I was reading the press release from last week’s Gartner Symposium in Florida.  Although I do not agree with the timing of the events they predict, two of them are of distinct interest to me given my own areas of research in marketing automation and IoT infrastructure.

First point:  All of the enabled objects (IoT) will require service and maintenance.  Well, they do now already require service and maintenance, but with the “phone home” ability of connectivity and some level of intelligence, the down time of objects can be significantly reduced.  This will be helpful given our reliance on said objects will increase as a function of their intelligence.
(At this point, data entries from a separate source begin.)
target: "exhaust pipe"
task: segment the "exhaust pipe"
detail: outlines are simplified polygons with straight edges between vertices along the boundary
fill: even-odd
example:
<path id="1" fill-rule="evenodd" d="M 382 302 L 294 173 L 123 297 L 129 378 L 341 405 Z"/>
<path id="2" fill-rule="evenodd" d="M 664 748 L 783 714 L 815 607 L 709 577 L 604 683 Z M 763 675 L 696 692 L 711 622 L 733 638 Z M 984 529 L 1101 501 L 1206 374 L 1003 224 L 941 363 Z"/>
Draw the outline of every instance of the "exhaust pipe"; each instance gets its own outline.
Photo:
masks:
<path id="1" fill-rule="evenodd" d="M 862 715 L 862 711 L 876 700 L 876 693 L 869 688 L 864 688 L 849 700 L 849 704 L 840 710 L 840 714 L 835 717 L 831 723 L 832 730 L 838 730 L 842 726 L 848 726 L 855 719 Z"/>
It is likely that an unique service industry will develop in and around IoT objects, and those who provide service to infrastructures will need to add knowledge about internet enabled devices to their portfolio.  Real time automation again rears its head, so those with skills in simulation and utility management will benefit.

Second point: A certain percent of business content will be authored by machines.  [To be frank, given the poor writing skills of many of the millennials I teach, this can only be a good thing. 😉 ]   Seriously, there are many items that can be automated in terms of corporate communication.  I would agree that business reports can become automated and their contents more automatically disseminated. And preferably NOT in terms of increasing the volume of email!

I have to say I like their point 5, and agree with the statement: “Smart building components cannot be considered independently, but must be viewed as part of the larger organizational security process. Products must be built to offer acceptable levels of protection and hooks for integration into security monitoring and management systems.” It is clear that holistically a smarter workplace must be greater than the sum of its parts.   Integration and baking security into the workplace is a necessity for protection of corporate capital.